I have nobody to share this with and I feel like I need to get this out of my chest.
Today was a bad day honestly. A situation happened that made me cry and stress so much, even though I tried my best.
I go to technical school (vocational high school) and one of the thing that is very important during education in that school is apprenticeship. Apprenticeship lasts a month and is necessary for us to go to.
Basically, I haven't found myself a place where I could have an apprenticeship, so I had to leave it for school to do it. I really didn't want my school to send me to a specific place, because I know how they treat students here and their workers.
I made myself an affirmation tape and affirmed a lot about my desired place to have an apprenticeship. Well, it did not happened. :/ I think the reason why is because I felt really anxious about being send to that one undesired place and kept thinking about how the school tells me they send me here (but everytime I thought of it I affirmed for a desired outcome, though).
The school manager was telling me off, because of someone else's mistake - someone fucked up in my case and they wrote wrong information about me on the list. She also was telling me off, because I told her I do not want to go to that undesired place. I felt really bad and wanted to just hide.
She told me to call a specific place, if I do not want to go to a place she was going to send me to. I did call, like a ten times and the owner did not pick up. :))) And I called to a place where I went to last year and they told me even if they wanted to take me, the couldn't, because the company was changing its owner. At this point I felt miserable, because I think it is better to just die than go to that undesired place (I know EVERYTHING about it, my two brothers went there). I felt like everybody turned their backs on me. I went home earlier, I told everything to my mother and I cried, because I didn't know what to do.
BUT, me and my mother met my aunt on our way to the shop and she is an owner of a company and said she will for 100% take me!!! She comforted me and told me there is no reason for me to cry. I feel so relieved.

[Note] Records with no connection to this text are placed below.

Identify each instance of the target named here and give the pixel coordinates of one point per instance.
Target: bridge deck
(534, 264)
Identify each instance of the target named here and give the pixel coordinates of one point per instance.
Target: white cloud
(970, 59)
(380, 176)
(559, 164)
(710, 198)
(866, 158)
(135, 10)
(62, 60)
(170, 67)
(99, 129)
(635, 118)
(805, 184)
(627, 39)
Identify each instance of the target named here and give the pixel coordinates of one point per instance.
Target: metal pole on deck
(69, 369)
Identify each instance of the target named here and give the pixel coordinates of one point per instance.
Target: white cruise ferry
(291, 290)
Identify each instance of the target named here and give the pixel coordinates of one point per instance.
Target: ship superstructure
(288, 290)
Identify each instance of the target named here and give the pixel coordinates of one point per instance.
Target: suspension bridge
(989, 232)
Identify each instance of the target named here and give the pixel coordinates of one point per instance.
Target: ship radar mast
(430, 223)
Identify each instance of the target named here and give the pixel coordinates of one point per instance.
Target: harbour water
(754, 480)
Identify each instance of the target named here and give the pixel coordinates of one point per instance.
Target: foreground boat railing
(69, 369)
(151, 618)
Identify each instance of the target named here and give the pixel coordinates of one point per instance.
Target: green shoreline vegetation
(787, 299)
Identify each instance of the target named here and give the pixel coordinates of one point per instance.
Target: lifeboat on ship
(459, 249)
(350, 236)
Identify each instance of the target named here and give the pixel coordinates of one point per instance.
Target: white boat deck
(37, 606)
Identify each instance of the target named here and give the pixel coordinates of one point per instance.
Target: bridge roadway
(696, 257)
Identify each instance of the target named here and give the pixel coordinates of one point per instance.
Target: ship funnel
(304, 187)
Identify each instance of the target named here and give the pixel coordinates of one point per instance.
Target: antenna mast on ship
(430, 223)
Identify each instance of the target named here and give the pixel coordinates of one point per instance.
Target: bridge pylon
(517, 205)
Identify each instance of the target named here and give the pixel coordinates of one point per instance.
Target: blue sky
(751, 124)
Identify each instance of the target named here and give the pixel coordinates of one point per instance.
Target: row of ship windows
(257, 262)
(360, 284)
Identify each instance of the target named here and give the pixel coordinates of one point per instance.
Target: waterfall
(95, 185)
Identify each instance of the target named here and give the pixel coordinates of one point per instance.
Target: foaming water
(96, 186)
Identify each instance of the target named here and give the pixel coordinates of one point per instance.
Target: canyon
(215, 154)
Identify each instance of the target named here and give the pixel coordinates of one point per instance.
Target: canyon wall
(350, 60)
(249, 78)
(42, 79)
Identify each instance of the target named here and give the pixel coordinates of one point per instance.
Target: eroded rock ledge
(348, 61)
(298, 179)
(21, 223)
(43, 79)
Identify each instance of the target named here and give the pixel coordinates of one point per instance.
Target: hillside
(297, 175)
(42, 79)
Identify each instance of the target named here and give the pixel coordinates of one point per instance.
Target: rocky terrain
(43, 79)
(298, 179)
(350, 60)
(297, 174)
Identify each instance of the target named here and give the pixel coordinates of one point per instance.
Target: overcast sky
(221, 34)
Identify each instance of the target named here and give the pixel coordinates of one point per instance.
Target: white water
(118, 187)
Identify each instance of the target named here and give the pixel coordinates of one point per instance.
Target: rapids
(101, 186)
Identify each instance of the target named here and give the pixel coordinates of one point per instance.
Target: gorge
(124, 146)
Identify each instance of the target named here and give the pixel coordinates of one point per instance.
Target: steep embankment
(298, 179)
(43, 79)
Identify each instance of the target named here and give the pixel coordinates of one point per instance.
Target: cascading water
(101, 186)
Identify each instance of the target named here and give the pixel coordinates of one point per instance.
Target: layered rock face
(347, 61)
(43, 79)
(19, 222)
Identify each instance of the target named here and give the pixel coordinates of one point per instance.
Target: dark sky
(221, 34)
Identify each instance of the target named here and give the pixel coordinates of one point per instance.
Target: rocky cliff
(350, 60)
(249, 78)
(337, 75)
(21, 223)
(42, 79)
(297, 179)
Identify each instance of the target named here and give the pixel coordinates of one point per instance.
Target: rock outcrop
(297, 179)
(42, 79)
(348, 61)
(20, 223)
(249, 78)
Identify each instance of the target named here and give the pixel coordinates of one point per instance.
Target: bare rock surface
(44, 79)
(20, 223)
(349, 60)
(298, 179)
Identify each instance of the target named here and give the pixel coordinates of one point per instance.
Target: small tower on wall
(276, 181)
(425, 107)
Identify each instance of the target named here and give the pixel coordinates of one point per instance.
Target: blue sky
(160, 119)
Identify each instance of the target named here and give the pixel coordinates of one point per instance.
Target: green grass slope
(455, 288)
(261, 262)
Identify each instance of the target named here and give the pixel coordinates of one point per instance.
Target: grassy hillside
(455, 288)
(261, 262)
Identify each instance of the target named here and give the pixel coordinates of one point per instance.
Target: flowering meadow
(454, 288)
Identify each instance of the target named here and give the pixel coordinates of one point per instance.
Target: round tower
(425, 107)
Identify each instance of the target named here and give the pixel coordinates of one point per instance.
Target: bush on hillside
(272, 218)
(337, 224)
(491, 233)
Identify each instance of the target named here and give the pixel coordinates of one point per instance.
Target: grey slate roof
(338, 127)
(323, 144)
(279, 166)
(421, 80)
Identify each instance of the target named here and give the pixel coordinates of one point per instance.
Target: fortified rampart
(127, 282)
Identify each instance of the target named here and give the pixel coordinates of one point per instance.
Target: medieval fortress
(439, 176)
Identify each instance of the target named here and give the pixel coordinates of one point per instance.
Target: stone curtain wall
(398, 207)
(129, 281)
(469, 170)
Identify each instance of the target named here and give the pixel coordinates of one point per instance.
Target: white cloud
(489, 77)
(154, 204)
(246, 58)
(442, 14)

Well, now let's just hope that the school manager will take that proposition and that she didn't tell about the whole situation to my supervising teacher, because he will tell me off, too (and it all wasn't even because of my mistake, I hate the person who made the list of apprenticeships :))))
It didn't turn out how I wanted, but it turned out even better than I wanted.
(I REALLY hope the school manager will take my proposition 🕯️)
I hope you start feeling better!!! Trust in your manifesting ability everything HAS TO go your way know that your school manager will take the proposition. even when something seems bad don’t acknowledge it just keep persisting and the 3d will conform. I believe in you and I know you will get your desires because theres no other option but for it to manifest.